Dark Secrets

An attempt to understand a suicide bombing is at the heart of The Attack

From the outside, half a world away from the bombings and the fighting in the streets, it seems as though the conflict between Israel and the Muslim world is destined to rage forever. For most of us, it's never closer than the second segment of the national news. But to Dr. Amin Jaafari (Ali Suliman), a Palestinian surgeon working in Tel Aviv, that conflict is both endless and deeply personal. He recalls not being accepted in Israel at first, not being trusted, patients refusing his treatment.

That was then. Now, Amin is at the top of his profession, a recipient of a prominent award from his peers, and he and his wife, Siham (Reymond Amsalem), have never been happier. But a movie called The Attack all but promises a tear in this fabric, and one beautiful day, as Amin and his colleagues eat lunch on the rooftop of their hospital, they hear the unmistakable sound of innocence lost.

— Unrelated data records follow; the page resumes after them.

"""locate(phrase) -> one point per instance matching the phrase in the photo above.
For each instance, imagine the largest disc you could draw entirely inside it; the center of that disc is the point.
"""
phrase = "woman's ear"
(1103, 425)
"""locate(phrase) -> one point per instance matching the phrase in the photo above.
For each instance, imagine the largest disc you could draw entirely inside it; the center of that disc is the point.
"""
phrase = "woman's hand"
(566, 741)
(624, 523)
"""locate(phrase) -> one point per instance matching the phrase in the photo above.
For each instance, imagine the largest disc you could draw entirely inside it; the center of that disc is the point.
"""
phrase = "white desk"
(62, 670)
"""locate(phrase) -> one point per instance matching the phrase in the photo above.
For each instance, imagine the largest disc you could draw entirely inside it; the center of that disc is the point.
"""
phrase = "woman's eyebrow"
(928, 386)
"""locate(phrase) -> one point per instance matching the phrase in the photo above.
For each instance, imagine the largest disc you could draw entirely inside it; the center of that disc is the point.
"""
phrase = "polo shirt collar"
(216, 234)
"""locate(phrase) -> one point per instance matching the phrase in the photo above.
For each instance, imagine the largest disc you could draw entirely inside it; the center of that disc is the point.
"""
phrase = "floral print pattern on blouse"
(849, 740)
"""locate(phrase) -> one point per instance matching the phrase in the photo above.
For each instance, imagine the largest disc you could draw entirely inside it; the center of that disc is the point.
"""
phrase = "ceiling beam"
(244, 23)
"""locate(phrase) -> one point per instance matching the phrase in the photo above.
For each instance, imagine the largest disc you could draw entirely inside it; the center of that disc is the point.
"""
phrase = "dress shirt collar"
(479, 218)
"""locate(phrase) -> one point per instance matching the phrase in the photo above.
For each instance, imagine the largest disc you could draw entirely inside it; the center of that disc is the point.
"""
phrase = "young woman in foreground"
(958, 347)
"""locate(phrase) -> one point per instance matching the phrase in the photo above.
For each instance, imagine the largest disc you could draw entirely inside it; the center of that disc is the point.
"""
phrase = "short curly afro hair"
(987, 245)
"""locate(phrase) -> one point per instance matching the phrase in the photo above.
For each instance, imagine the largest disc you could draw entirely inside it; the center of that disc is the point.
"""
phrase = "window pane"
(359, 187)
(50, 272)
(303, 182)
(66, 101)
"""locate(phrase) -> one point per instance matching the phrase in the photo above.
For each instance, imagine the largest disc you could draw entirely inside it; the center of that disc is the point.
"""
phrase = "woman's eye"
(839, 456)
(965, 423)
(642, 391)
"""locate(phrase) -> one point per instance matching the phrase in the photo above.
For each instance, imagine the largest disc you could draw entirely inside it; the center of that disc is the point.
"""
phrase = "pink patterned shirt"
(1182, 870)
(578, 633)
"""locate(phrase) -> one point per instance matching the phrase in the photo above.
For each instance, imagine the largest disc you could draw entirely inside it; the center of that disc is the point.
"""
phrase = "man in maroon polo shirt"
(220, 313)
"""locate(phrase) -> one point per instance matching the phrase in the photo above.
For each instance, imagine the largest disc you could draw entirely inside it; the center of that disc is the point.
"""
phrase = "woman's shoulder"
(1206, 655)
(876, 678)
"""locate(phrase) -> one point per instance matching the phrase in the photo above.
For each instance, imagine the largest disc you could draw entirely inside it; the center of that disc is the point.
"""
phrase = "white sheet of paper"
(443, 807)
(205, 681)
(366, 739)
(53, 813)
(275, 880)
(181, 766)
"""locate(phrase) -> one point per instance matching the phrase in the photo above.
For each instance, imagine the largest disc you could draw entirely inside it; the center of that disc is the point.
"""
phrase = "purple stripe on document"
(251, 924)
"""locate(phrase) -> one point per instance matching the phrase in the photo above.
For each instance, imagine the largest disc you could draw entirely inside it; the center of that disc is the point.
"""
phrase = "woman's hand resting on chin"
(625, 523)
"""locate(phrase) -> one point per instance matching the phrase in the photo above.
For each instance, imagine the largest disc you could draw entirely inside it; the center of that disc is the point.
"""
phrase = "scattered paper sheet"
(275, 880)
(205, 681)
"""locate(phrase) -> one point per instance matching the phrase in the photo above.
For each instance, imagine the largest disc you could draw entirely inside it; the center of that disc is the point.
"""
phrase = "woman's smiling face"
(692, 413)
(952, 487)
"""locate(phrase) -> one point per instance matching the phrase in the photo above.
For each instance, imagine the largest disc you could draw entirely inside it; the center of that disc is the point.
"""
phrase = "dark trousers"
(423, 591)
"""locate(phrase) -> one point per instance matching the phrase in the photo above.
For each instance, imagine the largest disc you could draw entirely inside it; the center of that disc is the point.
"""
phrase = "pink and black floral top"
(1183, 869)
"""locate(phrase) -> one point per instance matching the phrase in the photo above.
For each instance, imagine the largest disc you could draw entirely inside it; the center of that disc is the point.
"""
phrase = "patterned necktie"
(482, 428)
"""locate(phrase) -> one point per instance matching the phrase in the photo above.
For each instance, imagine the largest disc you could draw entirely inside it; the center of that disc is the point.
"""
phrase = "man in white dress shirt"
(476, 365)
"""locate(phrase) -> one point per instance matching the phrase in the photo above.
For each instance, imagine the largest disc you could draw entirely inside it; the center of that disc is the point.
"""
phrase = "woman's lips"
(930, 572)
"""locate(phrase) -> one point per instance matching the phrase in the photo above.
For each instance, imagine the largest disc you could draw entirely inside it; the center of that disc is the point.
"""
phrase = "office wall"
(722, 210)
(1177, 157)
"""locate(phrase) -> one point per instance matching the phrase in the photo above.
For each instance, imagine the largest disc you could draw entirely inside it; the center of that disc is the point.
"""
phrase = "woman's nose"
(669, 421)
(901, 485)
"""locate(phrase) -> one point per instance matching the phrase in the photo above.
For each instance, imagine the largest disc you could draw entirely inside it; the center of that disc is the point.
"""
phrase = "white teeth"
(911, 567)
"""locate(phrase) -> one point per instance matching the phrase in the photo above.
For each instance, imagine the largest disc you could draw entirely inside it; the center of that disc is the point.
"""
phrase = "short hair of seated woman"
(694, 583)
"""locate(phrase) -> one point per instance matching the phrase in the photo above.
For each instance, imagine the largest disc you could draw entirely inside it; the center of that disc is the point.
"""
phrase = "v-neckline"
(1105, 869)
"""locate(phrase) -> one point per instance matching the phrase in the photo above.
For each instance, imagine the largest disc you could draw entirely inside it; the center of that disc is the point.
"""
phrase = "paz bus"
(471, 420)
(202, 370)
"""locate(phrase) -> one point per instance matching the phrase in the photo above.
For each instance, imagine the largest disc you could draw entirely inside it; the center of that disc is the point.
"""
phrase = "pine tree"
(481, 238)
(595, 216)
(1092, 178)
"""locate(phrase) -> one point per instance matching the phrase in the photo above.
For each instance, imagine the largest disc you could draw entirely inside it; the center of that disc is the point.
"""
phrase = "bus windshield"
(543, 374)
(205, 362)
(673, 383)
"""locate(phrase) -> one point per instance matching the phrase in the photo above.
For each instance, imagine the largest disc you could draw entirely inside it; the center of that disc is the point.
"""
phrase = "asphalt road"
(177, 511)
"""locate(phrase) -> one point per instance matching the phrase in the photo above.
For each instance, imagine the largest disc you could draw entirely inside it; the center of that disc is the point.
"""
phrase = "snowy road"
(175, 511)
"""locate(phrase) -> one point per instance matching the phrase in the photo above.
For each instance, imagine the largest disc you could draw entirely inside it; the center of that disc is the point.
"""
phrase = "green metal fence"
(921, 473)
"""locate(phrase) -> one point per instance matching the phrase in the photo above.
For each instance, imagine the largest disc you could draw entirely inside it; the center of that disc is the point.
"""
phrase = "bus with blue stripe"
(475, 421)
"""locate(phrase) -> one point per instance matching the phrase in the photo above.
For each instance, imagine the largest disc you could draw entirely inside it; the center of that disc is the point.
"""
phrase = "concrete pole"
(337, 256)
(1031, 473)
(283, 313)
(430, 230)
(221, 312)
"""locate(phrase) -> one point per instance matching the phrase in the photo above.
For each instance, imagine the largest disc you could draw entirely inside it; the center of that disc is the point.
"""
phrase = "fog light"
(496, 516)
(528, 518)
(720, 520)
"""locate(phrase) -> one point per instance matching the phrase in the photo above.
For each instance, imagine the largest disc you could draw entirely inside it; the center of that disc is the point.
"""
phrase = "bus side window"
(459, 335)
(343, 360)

A bomb blast rips through a restaurant killing 17, including 11 children. After Amin treats the wounded, he is shocked to find himself at the center of the police investigation. Shin Bet, the Israeli FBI, believes the doctor's wife was the suicide bomber. Amin is strongly interrogated by Capt. Moshi (Uri Gavriel); it's a performance—all too brief in the grand scheme of things—that confirms all those things you hear about Israeli intelligence.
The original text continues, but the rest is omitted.